Das Motiv der Heldenreise ist somit ein allgegenwärtiges Prinzip, welches sich meiner Meinung nach auch auf der biographischen Ebene des Individuums nachvollziehen lässt. Natürlich eignet sich nicht jeder Lebensweg zum Heldenstoff – aber wie steht es mit demjenigen, der eine schwere Krankheit besiegt hat? Ist der Kampf um die eigene Gesundheit nicht auch eine Form von Heldenreise? Was ist mit großen persönlichen Krisen, deren Überwindung den Einzelnen über sich hinauswachsen lässt, ihn läutert und ihn sein volles Potential an Körper und Geist entfaltet? In der griechischen Antike bestand für dieses Phänomen der Begriff Apotheose, der sich mit Vergöttlichung übersetzen lässt. Ein Motiv, welches sich in vielen religiösen und spirituellen Offenbarungen wiederfindet. Die Gottwerdung im Inneren ist etwas, dass mancher anstrebt. Sie vollzieht sich aber nicht in einem komfortablen Bereich. Sie erfordert Disziplin, Entbehrung, Risikobereitschaft gleichermaßen wie den Willen Erkenntnis zu mehren, Glaubenssätze zu hinterfragen und in unbekannte Territorien vorzudringen. Kurzum – es sind exakt die Qualitäten die auch über den Erfolg der mythischen Heldenreise entscheiden.

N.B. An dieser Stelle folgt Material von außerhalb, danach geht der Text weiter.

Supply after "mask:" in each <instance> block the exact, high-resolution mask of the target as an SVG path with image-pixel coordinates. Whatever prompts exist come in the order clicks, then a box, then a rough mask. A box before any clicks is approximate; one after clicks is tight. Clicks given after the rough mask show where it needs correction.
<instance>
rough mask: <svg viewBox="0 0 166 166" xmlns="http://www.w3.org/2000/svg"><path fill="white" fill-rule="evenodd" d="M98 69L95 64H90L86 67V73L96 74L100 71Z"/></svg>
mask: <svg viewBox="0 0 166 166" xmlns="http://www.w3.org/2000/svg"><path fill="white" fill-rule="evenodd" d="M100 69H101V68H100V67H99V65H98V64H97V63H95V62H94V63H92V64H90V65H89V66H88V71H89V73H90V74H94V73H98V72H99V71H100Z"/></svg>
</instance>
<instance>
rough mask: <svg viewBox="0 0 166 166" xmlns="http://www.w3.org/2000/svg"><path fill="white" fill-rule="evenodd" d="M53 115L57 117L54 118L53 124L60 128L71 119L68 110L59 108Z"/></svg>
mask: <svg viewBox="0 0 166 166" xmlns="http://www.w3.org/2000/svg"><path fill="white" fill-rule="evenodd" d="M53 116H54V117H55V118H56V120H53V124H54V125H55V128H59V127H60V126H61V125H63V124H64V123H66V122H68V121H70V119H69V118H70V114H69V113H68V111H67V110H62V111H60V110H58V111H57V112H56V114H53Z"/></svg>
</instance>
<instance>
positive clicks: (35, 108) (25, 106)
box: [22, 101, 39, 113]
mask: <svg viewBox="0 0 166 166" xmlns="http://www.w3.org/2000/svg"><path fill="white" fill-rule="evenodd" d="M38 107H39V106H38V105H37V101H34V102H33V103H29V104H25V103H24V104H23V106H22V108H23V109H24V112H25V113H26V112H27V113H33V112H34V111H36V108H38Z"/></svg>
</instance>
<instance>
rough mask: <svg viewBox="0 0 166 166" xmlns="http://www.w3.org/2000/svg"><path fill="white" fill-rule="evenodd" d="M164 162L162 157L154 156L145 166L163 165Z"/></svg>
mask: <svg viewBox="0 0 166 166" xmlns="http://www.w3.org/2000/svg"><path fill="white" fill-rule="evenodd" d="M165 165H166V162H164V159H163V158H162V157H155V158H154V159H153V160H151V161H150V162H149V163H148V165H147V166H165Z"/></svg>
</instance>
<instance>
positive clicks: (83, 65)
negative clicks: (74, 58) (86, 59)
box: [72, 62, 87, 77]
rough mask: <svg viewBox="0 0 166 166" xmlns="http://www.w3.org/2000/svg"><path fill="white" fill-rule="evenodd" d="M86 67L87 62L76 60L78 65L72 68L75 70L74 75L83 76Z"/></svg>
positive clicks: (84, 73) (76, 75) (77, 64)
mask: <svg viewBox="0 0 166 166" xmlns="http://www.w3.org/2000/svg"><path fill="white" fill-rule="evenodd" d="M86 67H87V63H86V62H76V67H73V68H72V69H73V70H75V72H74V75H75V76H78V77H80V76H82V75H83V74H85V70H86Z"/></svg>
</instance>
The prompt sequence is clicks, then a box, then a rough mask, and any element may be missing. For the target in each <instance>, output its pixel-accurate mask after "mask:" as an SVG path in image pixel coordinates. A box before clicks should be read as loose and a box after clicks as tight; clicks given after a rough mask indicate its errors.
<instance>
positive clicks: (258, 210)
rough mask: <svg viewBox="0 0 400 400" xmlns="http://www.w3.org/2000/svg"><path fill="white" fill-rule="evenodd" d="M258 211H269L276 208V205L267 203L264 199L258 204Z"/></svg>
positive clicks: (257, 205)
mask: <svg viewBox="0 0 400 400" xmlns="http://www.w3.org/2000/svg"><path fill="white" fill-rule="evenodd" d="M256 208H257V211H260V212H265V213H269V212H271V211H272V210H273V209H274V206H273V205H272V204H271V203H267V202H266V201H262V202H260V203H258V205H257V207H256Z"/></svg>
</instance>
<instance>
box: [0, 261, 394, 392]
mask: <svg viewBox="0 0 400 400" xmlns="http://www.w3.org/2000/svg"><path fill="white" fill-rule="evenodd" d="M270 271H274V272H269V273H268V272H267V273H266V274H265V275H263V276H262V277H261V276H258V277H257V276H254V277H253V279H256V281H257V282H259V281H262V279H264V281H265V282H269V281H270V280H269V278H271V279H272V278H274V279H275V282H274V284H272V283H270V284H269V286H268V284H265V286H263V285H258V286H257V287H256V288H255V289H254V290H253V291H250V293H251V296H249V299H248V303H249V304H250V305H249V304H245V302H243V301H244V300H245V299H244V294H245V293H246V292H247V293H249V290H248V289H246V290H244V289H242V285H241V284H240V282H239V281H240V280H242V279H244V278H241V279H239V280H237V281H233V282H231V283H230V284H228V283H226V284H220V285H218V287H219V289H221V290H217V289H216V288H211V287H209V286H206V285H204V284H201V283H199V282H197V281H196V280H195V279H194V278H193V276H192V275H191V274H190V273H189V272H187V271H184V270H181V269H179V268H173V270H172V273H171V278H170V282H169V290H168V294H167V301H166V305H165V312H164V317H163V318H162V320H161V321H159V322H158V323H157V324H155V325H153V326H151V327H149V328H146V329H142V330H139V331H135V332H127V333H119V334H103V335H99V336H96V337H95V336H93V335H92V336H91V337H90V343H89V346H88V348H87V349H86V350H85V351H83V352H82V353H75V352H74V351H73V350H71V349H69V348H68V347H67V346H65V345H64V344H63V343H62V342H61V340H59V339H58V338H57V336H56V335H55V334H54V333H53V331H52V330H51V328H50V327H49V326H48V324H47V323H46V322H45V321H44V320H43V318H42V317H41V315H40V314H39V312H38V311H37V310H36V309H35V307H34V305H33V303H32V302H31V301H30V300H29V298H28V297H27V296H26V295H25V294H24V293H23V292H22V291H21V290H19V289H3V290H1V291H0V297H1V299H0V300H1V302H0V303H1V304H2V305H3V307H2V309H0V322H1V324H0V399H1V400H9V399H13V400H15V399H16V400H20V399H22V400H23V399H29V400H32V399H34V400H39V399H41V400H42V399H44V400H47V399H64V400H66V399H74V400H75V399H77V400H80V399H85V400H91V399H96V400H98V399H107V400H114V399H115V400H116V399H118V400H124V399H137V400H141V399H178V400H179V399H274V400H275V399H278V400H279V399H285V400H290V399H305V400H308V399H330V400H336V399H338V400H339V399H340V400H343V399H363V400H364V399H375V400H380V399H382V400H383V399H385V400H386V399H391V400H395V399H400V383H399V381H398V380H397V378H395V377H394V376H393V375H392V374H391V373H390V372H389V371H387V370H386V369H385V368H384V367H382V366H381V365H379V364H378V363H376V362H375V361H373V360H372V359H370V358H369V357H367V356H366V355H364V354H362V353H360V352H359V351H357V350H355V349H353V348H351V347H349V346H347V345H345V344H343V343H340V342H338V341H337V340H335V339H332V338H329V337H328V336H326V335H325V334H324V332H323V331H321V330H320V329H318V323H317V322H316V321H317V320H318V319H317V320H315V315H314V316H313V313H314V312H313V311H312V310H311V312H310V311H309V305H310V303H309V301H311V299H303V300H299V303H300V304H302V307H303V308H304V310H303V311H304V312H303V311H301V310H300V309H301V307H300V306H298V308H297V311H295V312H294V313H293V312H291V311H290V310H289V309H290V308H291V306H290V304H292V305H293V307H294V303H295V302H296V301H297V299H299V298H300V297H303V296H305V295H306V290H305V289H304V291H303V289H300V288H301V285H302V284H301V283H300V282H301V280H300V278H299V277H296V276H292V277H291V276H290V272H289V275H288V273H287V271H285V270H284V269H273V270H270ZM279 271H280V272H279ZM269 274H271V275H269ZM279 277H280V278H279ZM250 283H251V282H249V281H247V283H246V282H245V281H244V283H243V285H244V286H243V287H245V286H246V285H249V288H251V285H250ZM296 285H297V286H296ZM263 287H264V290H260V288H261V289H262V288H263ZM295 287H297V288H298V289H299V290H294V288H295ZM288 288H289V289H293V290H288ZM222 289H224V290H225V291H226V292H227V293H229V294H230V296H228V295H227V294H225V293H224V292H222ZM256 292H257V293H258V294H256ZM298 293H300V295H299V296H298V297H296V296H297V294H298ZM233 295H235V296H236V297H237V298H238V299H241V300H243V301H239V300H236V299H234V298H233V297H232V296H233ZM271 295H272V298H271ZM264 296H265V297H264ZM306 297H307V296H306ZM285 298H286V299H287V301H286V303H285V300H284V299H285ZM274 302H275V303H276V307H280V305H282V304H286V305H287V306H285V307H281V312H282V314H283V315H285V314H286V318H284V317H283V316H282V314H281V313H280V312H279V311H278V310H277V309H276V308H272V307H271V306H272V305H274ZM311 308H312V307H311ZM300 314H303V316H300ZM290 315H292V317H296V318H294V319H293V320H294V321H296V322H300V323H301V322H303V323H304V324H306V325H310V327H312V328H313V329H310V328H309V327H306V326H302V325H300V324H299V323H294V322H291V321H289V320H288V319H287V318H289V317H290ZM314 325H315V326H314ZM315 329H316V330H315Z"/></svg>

Und vielleicht lässt sich diese Struktur ebenfalls auf Völker und Nationen abstrahieren. Ist denn gerade der Aufstieg und Untergang des deutschen Volkes über die Jahrhunderte betrachtet nicht das Paradebeispiel einer kollektiven Heldenreise? Haben wir uns nicht aus dem Dunkel der Geschichte erhoben, sind auf eine abenteuerliche Queste aufgebrochen, die von zahllosen Triumphen und Katastrophen gezeichnet ist? Stehen wir möglicherweise als Volk seit Jahrzehnten in jenem totalen Abgrund, welcher uns entweder für immer verschlingt oder uns wiedergeboren und somit erneuert ausspeien wird? Mir scheint die Analogie zumindest in groben Zügen legitim. Und wenn sie zutrifft, dann leiten sich daraus in meinen Augen zwei Lehren ab: Zum einen ist die Lage der Deutschen verheerend und schier aussichtslos. Man darf sich keiner Illusion hingeben, es gibt in der Heldenreise keine Erfolgsgarantie – viele scheitern im Abgrund und sehen die Heimat niemals wieder. Zum anderen aber dürfen wir doch hoffen, dass das Gegenwärtige nicht das Ende darstellt, dass es uns mit den beschriebenen Qualitäten gelingen kann uns zu erheben, die Fesseln des Schicksals abzustreifen und den mühsamen Pfad aus der Finsternis einzuschlagen. Ob am Ende auf uns Vernichtung oder Wiedergeburt wartet, beeinflussen wir selbst durch unser Handeln.